Some critics feel that the later phase of Kieślowski’s work, from The Double Life of Véronique (1991) on, is too glossy and politically vague when compared with his Polish work, but what Blue and the rest of the trilogy have that the earlier films lack is a much greater ambition to tackle the enormities of the day—the unification of Europe being the most obvious idea put under the microscope. In 2002, I suggested to readers of Sight & Sound that Blue should be considered a serious candidate for one of the top ten films of all time in a poll the magazine conducts every ten years. Though I conceded that Kieślowski’s film might seem of modest reach when set beside, say, Citizen Kane or Battleship Potemkin, the objection disappeared for me both in the context of the trilogy as a whole and when I considered how rich a portrait of spiritual survival in the contemporary world Blue was painting. To me, the film seemed, and still seems, to examine the feminist rallying cry “The personal is political” with greater scope and sensitivity than any other. And its rich ambiguities leave enough room for us to see that the price of freedom depends on what kind of freedom you want.
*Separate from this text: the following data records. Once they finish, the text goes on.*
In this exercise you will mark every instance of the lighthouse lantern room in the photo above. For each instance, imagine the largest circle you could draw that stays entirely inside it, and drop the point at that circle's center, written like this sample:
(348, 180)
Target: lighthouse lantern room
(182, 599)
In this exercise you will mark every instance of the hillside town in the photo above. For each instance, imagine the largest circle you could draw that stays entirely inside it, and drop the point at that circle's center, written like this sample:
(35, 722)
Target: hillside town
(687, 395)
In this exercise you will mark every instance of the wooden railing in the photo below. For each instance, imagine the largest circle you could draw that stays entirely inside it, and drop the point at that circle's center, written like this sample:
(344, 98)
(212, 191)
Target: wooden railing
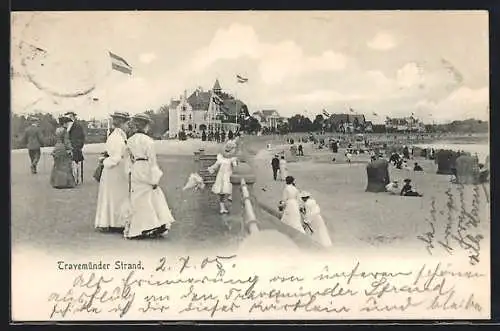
(249, 218)
(242, 180)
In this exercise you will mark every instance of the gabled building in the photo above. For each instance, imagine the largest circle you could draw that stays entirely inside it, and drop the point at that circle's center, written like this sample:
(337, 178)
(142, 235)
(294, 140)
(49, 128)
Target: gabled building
(210, 110)
(347, 122)
(268, 118)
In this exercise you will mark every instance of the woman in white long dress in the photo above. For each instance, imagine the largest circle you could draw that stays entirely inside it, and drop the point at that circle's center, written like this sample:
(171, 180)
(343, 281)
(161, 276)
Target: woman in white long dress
(283, 168)
(149, 214)
(315, 220)
(224, 164)
(113, 185)
(291, 213)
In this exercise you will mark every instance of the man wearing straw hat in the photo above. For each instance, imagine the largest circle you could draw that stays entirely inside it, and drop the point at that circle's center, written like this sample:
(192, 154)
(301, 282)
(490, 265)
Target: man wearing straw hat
(76, 136)
(114, 183)
(34, 141)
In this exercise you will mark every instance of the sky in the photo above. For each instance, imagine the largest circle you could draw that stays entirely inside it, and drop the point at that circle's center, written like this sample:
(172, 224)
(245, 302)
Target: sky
(430, 63)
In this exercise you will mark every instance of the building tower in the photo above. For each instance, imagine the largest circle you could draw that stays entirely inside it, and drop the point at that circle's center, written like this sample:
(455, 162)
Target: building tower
(217, 89)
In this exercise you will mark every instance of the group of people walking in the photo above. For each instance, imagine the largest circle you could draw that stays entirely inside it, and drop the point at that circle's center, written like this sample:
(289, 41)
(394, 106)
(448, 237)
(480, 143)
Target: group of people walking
(130, 199)
(302, 212)
(217, 136)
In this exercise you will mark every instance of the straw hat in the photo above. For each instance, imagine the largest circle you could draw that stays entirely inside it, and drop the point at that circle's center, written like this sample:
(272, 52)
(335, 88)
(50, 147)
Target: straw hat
(231, 145)
(142, 117)
(120, 114)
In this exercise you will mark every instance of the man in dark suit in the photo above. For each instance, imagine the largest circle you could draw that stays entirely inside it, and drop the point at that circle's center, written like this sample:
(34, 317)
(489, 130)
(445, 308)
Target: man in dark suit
(76, 136)
(34, 141)
(275, 164)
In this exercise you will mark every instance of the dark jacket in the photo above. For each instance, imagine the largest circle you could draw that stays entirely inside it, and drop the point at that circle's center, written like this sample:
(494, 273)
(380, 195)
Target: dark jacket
(77, 136)
(33, 138)
(275, 163)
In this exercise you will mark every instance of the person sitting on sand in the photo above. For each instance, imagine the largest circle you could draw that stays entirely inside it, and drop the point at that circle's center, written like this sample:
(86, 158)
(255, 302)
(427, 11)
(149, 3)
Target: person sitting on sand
(407, 190)
(393, 187)
(394, 158)
(283, 168)
(417, 167)
(290, 203)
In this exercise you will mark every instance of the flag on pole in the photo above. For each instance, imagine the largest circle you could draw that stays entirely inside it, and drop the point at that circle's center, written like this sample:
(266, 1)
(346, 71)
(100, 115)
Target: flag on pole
(32, 50)
(119, 64)
(240, 79)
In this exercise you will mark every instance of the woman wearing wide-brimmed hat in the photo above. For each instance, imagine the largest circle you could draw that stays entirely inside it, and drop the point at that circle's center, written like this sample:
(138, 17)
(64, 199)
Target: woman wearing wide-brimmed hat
(319, 231)
(149, 214)
(224, 165)
(113, 184)
(62, 172)
(290, 200)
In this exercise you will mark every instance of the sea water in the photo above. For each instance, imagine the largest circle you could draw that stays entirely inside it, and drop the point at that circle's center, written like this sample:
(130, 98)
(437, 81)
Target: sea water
(482, 149)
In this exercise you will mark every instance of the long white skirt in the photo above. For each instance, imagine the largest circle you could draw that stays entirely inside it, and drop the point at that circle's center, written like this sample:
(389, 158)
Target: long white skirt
(291, 215)
(149, 210)
(283, 173)
(320, 231)
(113, 191)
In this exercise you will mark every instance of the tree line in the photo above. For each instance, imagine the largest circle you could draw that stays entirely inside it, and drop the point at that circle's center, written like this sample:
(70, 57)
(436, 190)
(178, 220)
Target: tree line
(160, 120)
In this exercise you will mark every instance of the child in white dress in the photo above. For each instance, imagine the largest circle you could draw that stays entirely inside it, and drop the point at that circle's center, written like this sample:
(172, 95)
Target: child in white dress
(283, 168)
(224, 164)
(315, 220)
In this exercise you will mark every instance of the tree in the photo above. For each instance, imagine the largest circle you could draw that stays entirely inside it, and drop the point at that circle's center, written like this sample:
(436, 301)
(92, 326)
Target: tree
(318, 123)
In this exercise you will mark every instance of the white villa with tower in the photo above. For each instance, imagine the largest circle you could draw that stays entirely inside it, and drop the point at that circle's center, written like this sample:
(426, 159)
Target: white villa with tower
(210, 110)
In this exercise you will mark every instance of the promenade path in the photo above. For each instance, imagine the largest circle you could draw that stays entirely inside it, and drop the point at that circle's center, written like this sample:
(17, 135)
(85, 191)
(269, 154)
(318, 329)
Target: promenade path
(47, 219)
(358, 220)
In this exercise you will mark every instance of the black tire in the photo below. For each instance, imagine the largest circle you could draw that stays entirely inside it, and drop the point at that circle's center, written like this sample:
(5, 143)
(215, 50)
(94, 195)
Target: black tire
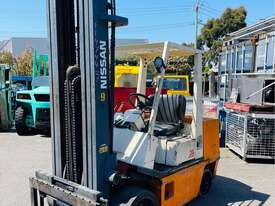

But nothing in a Kieślowski film is ever straightforward, and Blue’s ending gives us one of the great examples in cinema of that supposedly masculine idea of woman’s unfathomability, the Gioconda smile. In a montage seen while the completed concerto’s choral ending plays, with lyrics drawn from Saint Paul’s letter to the Corinthians, we are reminded of the people who have crossed Julie’s path—Antoine (the hitchhiker who witnessed the accident), Lucille, Julie’s mother—who constitute the community she can’t shake off. At the very end, Julie is in tears, but right at the last moment, the corners of her mouth turn a tiny bit upward. Binoche says she smuggled the smile past Kieślowski, so in this case, the source of the image may be female after all. In any case, Julie’s smile does not necessarily mean that Blue’s ending is “happy” in a conventional sense, for surely the prime lesson of Kieślowski’s film is the one so difficult for the Me Generation to swallow. It is that absolute freedom and love are opposites.